- Genres: Deep house; Progressive house; Melodic house; Techno;
- Years active: 2000-present
- Labels: Perfecto Black; Perspectives Digital; Black Hole Recordings; Click Records; ICONYC Music; Outta Limits Recordings;
- Website: galestianmusic.com

= Galestian =

Electronic music artist

Arthur Galestian, known mononymously as Galestian (often stylized as GALESTIAN), is an electronic music artist, producer, DJ, and radio personality – primarily known within the sub-genres of deep house, progressive house, melodic house and techno.
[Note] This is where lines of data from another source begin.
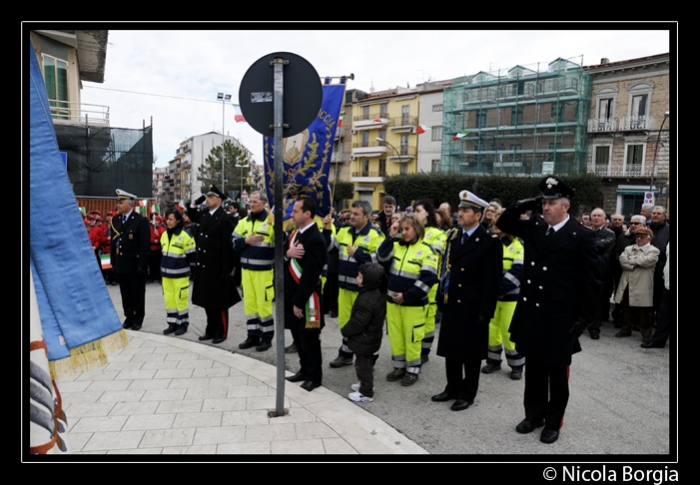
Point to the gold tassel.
(91, 355)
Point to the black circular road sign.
(302, 94)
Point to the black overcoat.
(560, 283)
(131, 243)
(476, 268)
(213, 285)
(297, 294)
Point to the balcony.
(369, 121)
(376, 177)
(64, 112)
(636, 123)
(629, 171)
(405, 154)
(602, 125)
(368, 149)
(403, 124)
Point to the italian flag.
(461, 134)
(105, 261)
(238, 117)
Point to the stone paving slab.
(162, 395)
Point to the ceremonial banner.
(307, 156)
(78, 320)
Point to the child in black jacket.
(364, 330)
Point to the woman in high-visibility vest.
(178, 253)
(412, 273)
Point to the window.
(56, 79)
(639, 104)
(515, 148)
(384, 110)
(635, 154)
(405, 111)
(404, 144)
(516, 116)
(557, 114)
(602, 155)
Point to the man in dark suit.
(305, 256)
(558, 299)
(470, 273)
(130, 249)
(213, 286)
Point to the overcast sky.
(177, 74)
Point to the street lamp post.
(241, 167)
(223, 98)
(656, 151)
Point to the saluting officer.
(213, 284)
(558, 298)
(130, 248)
(470, 274)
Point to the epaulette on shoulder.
(372, 228)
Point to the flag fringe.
(89, 356)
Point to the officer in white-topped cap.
(558, 297)
(469, 273)
(131, 246)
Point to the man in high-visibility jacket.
(357, 244)
(254, 239)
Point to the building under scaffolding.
(521, 122)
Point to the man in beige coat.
(636, 288)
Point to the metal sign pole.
(278, 89)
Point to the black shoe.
(461, 404)
(443, 397)
(652, 345)
(248, 343)
(298, 377)
(529, 425)
(263, 346)
(549, 436)
(310, 385)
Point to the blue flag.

In 2017, he signed as an artist to Grammy-nominated Paul Oakenfold's Perfecto Black record label with a debut release called "Rituals". In 2018, he was featured as a guest on Paul Oakenfold's Planet Perfecto Radio (episode 383), which reached over 27 million listeners in over 70 countries. In 2019, Paul Oakenfold and Galestian collaborated on a song entitled "Summer Nights" to celebrate the 50th release of Perfecto Black.

He is also signed to Darin Epsilon's Perspectives Digital imprint.
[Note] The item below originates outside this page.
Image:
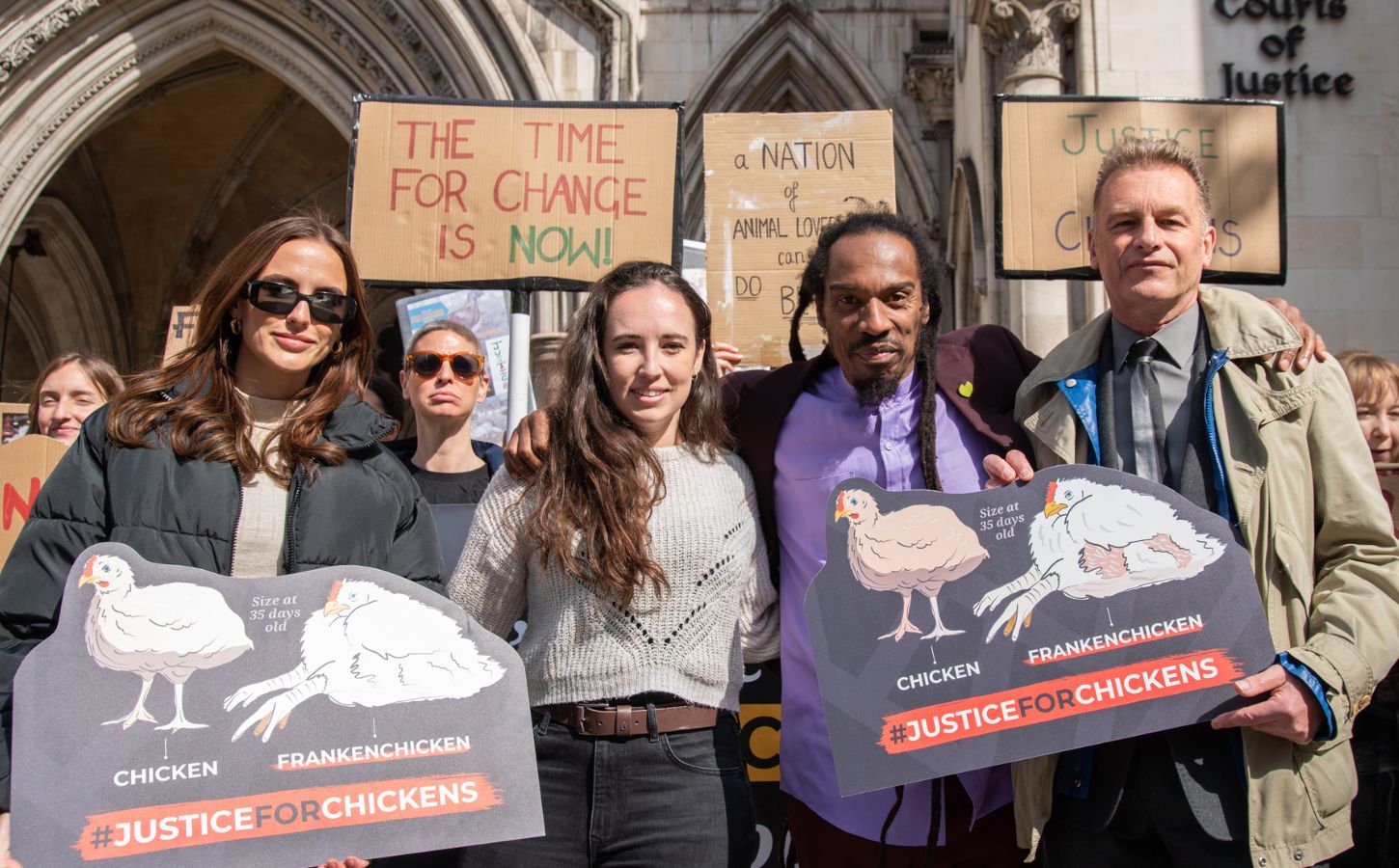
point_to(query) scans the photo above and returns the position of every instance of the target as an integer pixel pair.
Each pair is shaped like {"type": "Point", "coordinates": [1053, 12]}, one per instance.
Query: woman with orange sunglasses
{"type": "Point", "coordinates": [444, 378]}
Galestian has performed at events and venues including Amsterdam Dance Event, Miami Winter Music Conference, Burning Man, Sankeys Tokyo, Insomniac Events, Tanjong Beach Club in Singapore and Exchange LA. He has been billed with artists including Above & Beyond, Aly & Fila, Armin van Buuren, Carl Cox, Chris Lake, Dubfire, Fehrplay, Frankie Bones, Grum, Lange, Nick Warren and Matthew Dekay.
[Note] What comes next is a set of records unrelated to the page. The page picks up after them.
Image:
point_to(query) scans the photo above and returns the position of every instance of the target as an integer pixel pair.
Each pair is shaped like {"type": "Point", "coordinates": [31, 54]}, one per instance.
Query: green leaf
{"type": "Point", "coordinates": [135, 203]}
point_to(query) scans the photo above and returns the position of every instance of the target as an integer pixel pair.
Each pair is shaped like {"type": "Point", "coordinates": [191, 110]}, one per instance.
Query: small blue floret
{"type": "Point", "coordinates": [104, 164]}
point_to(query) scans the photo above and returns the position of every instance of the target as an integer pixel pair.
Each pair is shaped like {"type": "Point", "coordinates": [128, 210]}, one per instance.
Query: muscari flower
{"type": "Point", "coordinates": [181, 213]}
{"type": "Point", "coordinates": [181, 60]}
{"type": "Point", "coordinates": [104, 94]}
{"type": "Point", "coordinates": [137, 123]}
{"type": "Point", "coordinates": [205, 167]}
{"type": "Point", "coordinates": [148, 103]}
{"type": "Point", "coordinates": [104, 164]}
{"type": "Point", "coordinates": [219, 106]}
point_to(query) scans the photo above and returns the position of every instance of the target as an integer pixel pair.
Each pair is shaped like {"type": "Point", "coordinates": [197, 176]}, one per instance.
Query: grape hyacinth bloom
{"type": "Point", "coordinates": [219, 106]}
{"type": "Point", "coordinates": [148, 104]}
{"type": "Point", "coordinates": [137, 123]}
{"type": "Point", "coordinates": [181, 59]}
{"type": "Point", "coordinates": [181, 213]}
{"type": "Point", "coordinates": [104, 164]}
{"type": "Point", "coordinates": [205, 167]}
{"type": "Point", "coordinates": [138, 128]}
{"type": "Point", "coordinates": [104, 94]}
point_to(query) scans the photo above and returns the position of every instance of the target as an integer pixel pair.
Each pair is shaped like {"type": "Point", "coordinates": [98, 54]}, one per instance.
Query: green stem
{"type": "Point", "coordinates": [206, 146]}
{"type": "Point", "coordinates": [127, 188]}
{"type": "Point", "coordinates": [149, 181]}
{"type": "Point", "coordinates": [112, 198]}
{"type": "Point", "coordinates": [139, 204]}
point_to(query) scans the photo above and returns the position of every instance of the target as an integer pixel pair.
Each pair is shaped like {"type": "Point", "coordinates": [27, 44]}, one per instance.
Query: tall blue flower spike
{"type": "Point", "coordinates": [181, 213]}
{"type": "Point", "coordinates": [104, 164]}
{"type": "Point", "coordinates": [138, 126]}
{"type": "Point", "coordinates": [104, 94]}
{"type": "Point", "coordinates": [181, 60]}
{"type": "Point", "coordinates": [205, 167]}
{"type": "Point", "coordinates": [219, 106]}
Galestian was formerly a board operator and producer at KIIS FM and 98.7 FM in Los Angeles. His career in radio began on KUCI 88.9 FM. Today, his syndicated music show, Global Entry Radio, airs on Mambo Radio 89.4 FM in Ibiza and other radio stations globally. The show also broadcasts on digital stations including Digitally Imported.

In 2017, Galestian published an e-book called The Nomadic Music Producer's Handbook, derived from his experiences in long-term international travel and music production.

Galestian was a winner of the 2006 Las Vegas Music Conference DJ Competition.

He is based between Berlin and Los Angeles.